With a humility and reserve rare among experienced trial lawyers, Joseph Bavaro has emerged in recent years as one of Long Island’s - and indeed, one of New York’s - most effective courtroom practitioners. He’s a partner at the Woodbury-based firm of Salenger Sack Kimmel & Bavaro, whose personal-injury cases span many of the counties in NY state. The firm has helped clients obtain more than $1 billion in awards over the last four decades. Along with partner Jeffrey Kimmel, Bavaro has assumed leadership of the firm in recent years. In fact, Bavaro has built his own solid reputation, much of it based on a record of courtroom successes in classic tort litigation, medical malpractice, labor law, sexual-abuse claims and employment discrimination claims.
Clients will find Bavaro grounded, free of bravado, and emotionally supportive and empathetic, whatever the circumstance. Says he: “I’ve lived 1,000 lives by putting myself in the shoes of my clients. That’s the way I want it, and always have.” That abiding loyalty is not far removed from Bavaro’s proud Italian-American roots - he grew up in the Richmond Town section of Staten Island, where he and his siblings learned to strive early (his older brother today is an orthopedic surgeon; his sister is a school vice principal); their father, Nick Bavaro, who had emigrated from Italy and later worked for Ronzoni Foods, “always sacrificed for our family, and set a great example.”

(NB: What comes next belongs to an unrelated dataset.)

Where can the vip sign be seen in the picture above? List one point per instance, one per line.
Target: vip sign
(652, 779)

At Monsignor Farrell High School Bavaro wrestled and played various sports - “Sports really give kids a sense of confidence and self-worth, and I was no exception. It taught me to assume a role on a team, and take pride in the role you played. That’s stayed with me.” His parents, too, encouraged musical training and education, and though the young Bavaro was hardly at the top of his coat-and-tie high school class, his parents, positive and steadfast, urged him to stick to it; that persistence has never left him, peers say. At college in Albany, “I experienced a wave of intellectual diversity - different points of view. It was truly mind blowing for me.” As an undergraduate he took an internship with a senate leader at the statehouse, which further challenged all his youthful assumptions. It was there, too, that the law seemed a logical next step. (He even considered becoming an actor, but the telegenic Bavaro said his father talked him out of it ‘ “The world doesn’t need another stocky Italian actor,” he advised.) The young Bavaro went on to law school, with only a broad idea of his ambitions - in fact, it was his mother, who worked for Staten Island Judge Louis Sangiorgio, who urged him to talk to her boss; it gave the young Bavaro a valuable early mentor and set him on a path to litigation.
He first worked with William Mastro, then an assistant to Judge Sangiorgio, and from then on, Bavaro says, “I knew I wanted to make a career in the courtroom.” He joined the Staten Island district attorney’s office working for William Murphy, another early influence. After nearly four years prosecuting a range of crimes, and with solid courtroom experience, Bavaro sought his next step. “As a prosecutor you recognized you were punishing the offender, but not helping the victim. Plus, I was starting a family - I had to push forward and chart a profession.” Thus Bavaro was referred to Marvin Salenger, whose standing was of course well known, and who needed a young litigator.
Since that fall of 1997 - more than 25 years ago now - Bavaro has handled a range of plaintiffs’ claims for clients. One of his first: A claim against an Orange County hospital stemming from a sexual assault of a patient. “Curiously, it was not a high-profile case, and didn’t involve huge sums - but the outcome changed my client’s life. And it reinforced my faith in the legal system, and that I was working for the right people, the people who deserved my focus and energy.” He became a partner at the five-lawyer firm in 2007, and has since served in several leadership capacities in the state’s trial bar as well. He is often the face of the firm in media interviews and appearances. He is on the faculty of Hofstra University Law School, teaching a course in Foundational Lawyering Skills.
Away from the office Bavaro enjoys a round of golf; he is also dedicated to help raise funds for autism research. He, his wife and three children live in Huntington.